Tabulate 2.10.3

I fixed a bug in Tabulate last night, and released version 2.10.3. I’ve rather been neglecting this project for a while, so it’s been nice to come back to it. There are a few things that I might try to get done on it in the next few days or weeks (starting with more documentation).

The bug was to do with the change in WordPress’ default database character set and how that affected the reports ‘title’ column. Previously, a key length on this column of 200 was okay as it was under MySQL’s maximum of 767 (i.e. 767 bytes / 3 bytes for utf8 = max. 255 characters), but now the default is utf8mb4 each character can use up to 4 bytes instead of 3, and so the length must be reduced to 191 (i.e. 767 bytes / 4 bytes for utf8mb4 = max. 191 characters). WordPress core only does this for sites running on MySQL 5.5 and above, but it seemed easier just to reduce the key length for all Tabulate installations; it doesn’t seem likely to be an annoyance to anyone.

MediaWiki with two database servers

I’ve been trying to replicate locally a bug with MediaWiki’s GlobalPreferences extension.

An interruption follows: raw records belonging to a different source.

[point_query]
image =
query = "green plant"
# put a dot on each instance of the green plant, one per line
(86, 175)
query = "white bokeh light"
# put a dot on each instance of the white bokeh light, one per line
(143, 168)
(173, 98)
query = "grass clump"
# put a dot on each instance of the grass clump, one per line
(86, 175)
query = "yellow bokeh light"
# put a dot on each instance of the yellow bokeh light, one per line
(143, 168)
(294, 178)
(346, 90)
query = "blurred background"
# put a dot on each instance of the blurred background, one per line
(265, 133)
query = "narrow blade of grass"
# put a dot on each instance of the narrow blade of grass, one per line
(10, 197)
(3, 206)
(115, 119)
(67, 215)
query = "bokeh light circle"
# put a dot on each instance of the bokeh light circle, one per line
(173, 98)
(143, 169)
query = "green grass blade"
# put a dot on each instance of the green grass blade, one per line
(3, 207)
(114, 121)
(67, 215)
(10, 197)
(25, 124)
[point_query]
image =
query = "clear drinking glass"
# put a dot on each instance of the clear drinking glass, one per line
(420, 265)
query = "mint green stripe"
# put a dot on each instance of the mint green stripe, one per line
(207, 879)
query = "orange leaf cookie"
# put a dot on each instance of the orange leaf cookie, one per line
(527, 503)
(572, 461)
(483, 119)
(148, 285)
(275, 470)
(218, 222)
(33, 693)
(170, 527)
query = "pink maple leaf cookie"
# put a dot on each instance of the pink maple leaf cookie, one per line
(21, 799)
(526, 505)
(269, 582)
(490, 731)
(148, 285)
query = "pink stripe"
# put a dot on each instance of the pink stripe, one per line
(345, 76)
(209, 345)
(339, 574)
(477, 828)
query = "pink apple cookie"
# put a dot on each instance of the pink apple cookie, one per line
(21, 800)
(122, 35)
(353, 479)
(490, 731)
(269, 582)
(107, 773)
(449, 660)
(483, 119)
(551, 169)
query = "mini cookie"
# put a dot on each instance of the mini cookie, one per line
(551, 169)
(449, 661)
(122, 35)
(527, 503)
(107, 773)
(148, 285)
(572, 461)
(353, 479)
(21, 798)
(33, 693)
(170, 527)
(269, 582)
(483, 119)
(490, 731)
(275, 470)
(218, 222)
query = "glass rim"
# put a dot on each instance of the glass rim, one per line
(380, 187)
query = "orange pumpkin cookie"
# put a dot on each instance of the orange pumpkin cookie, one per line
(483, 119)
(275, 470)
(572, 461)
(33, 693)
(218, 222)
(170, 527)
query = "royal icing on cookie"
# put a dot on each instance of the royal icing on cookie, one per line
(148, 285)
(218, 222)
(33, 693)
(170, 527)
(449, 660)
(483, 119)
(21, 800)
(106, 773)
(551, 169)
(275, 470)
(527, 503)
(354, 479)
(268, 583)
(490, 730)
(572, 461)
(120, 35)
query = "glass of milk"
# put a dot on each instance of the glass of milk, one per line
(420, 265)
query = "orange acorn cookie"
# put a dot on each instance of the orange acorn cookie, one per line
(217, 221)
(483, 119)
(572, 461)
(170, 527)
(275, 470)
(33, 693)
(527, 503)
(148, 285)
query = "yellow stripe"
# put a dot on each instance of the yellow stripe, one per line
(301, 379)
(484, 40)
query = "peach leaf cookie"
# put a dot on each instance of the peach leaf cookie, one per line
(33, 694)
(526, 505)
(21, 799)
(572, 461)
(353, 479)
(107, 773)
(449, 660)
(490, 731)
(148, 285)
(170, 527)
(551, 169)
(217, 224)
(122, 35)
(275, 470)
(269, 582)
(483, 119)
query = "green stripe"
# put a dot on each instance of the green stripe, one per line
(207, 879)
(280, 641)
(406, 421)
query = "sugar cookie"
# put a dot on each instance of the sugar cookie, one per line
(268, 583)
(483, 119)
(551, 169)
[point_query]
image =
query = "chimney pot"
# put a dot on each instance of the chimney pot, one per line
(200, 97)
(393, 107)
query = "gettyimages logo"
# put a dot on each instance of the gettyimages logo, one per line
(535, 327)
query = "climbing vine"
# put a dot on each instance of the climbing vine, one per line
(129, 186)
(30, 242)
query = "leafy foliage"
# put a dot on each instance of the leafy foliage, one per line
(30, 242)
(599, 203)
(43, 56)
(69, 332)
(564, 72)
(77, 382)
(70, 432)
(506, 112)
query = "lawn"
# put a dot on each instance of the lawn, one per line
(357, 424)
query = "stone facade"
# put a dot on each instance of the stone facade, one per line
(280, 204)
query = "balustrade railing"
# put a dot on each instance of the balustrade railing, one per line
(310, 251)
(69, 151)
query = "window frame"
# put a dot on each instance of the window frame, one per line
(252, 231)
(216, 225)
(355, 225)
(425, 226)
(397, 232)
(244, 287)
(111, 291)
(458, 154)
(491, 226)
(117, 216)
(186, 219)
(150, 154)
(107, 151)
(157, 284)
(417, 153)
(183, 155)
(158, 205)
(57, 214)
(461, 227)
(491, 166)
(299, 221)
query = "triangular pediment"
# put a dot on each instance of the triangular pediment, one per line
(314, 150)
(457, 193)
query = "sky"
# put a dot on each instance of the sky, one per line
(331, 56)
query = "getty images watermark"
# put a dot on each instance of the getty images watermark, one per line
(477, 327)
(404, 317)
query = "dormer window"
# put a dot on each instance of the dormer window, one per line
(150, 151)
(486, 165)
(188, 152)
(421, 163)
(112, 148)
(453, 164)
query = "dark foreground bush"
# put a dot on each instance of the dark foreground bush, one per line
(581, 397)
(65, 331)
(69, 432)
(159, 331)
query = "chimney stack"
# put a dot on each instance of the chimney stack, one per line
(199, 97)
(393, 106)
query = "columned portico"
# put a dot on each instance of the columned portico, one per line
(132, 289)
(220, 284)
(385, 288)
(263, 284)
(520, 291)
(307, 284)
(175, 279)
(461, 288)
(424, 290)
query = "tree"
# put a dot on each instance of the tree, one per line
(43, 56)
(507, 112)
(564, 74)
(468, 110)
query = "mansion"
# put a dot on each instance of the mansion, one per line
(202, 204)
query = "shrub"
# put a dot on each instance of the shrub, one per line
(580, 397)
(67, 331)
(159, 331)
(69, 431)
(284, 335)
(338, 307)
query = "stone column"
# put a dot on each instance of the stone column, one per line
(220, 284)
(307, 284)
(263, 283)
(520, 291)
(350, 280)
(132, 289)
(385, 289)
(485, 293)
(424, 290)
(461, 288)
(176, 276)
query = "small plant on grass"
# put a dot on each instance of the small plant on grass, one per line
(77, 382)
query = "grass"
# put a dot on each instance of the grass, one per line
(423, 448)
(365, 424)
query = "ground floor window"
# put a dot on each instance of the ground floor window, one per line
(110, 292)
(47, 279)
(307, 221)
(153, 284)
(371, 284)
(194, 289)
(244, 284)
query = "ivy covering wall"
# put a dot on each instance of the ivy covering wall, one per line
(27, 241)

The bug is about the increased number of database reads that happen when the extension is loaded, and the increase happens not on the database table that stores the global preferences (as might be expected) but rather on the ‘local’ tables. However, locally I’ve had all of these running on the same database server, which makes it hard to watch the standard monitoring tools to see differences; so, I set things up on two database servers locally.

Firstly, this was a matter of starting a new MySQL server in a Docker container (accessible at 127.0.0.1:3305 and with its data in a local directory so I could destroy and recreate the container as required):

docker run -it -e MYSQL_ROOT_PASSWORD=pwd123 -p3305:3306 -v$PWD/mysqldata:/var/lib/mysql mysql

(Note that because we’re keeping local data, root’s password is only set on the first set-up, and so the MYSQL_ROOT_PASSWORD can be left off future invocations of this command.)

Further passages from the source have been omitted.